Here is a piece of automotive trivia you may not know.  The first power window was introduced in the 1940 Packard 180 Series.  One year later Ford followed suit on the Lincoln Custom, and Cadillac installed them on their limousines shortly after that.

So for all of you who cranked those windows up and down well into the 80’s and 90’s, they have, actually, been around for quite some time.

Interestingly, the idea for power windows started from the idea of having power assist on convertibles to retract the tops.  From that technology it was not much of a leap to the retractable window.  The earlier power windows used a hydraulic system and were actually called the Hydro-Lectric system for Buicks during the 40’s and 50’s. 

The emphasis shifted to electrically powered windows in 1956 with the Continental Mark II; in 1960 the Cadillac Fleetwood came standard with the same type of powered window.

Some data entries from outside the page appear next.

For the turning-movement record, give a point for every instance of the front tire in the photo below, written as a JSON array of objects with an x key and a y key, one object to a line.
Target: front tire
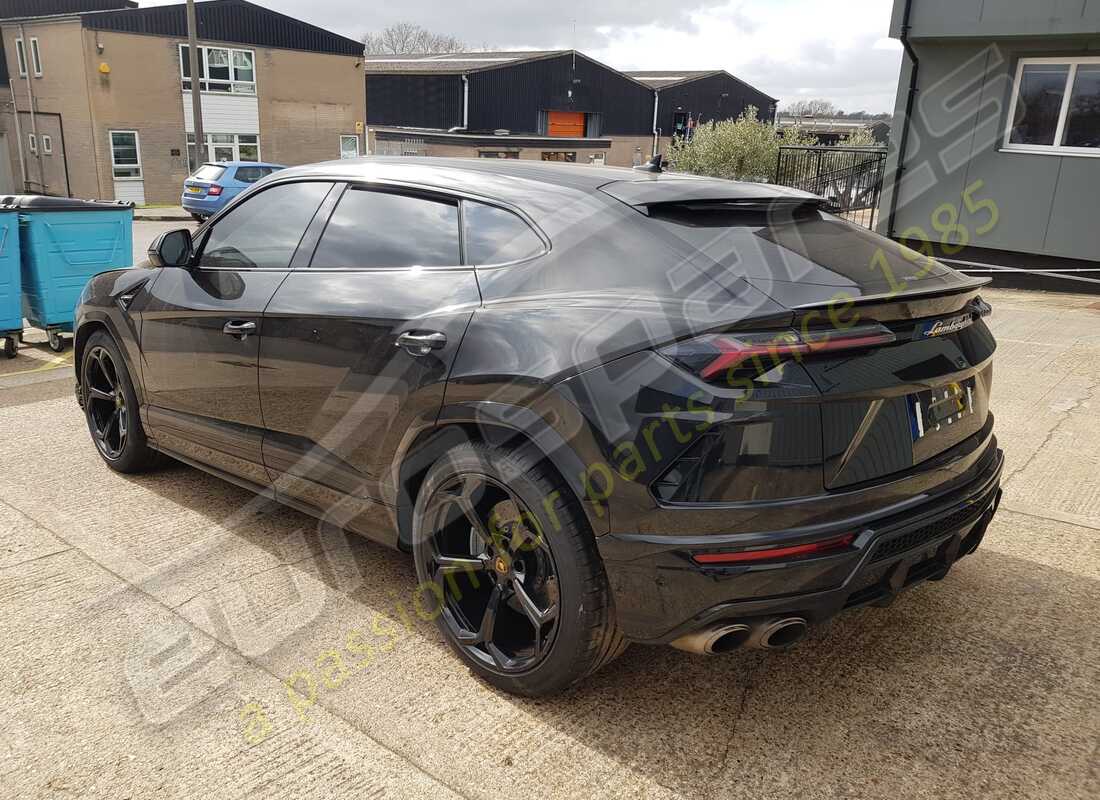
[
  {"x": 508, "y": 565},
  {"x": 110, "y": 407}
]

So, how do they work?  Powered windows usually can’t be operated unless the engine is running, a drawback from the earlier hydraulic systems which could operate and did not need electricity from the motor.  In the 1980’s a new feature was introduced: the express-down and express-up feature, meaning that one touch of the window button and the window would go all the way up or all the way down, eliminating the necessity to hold the button down.

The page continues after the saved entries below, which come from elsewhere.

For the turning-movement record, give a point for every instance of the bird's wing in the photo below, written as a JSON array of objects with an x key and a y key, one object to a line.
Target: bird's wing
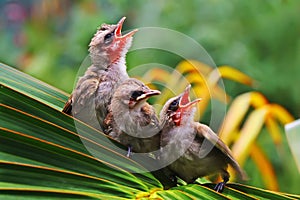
[
  {"x": 108, "y": 123},
  {"x": 68, "y": 106},
  {"x": 207, "y": 133}
]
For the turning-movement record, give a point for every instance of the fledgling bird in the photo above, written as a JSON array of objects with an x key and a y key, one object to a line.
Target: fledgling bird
[
  {"x": 192, "y": 148},
  {"x": 90, "y": 99},
  {"x": 131, "y": 120}
]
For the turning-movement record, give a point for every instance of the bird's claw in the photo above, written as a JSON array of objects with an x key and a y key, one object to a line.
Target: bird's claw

By 2008 almost all cars manufactured had the power window feature, eliminating hand cranking completely.  Only the 2008 Audi RS4, sold in Europe, still had the hand-crank feature.

Regarding safety, there have been some lawsuits related to children deaths because of the power feature.  Time will tell if there becomes a more safety-oriented feature that will be child-proof.

This is really a very simple mechanism and easy to replace should you be one who does car repair yourself.  Simply go to any reliable salvage yard, check your manufacturer manual and specs, and pick one up for cents on the dollar.  The same can be said for other replacement auto parts that are easy to replace, like wheels, batteries, radiators and brakes.  Why pay more when you can get perfectly functioning used parts for much less?

If you have a friend or relative who is handy with car repair, then by all means tackle the bigger jobs as well.  Replace transmissions and engines; buy with confidence at salvage yards and save big bucks in the process.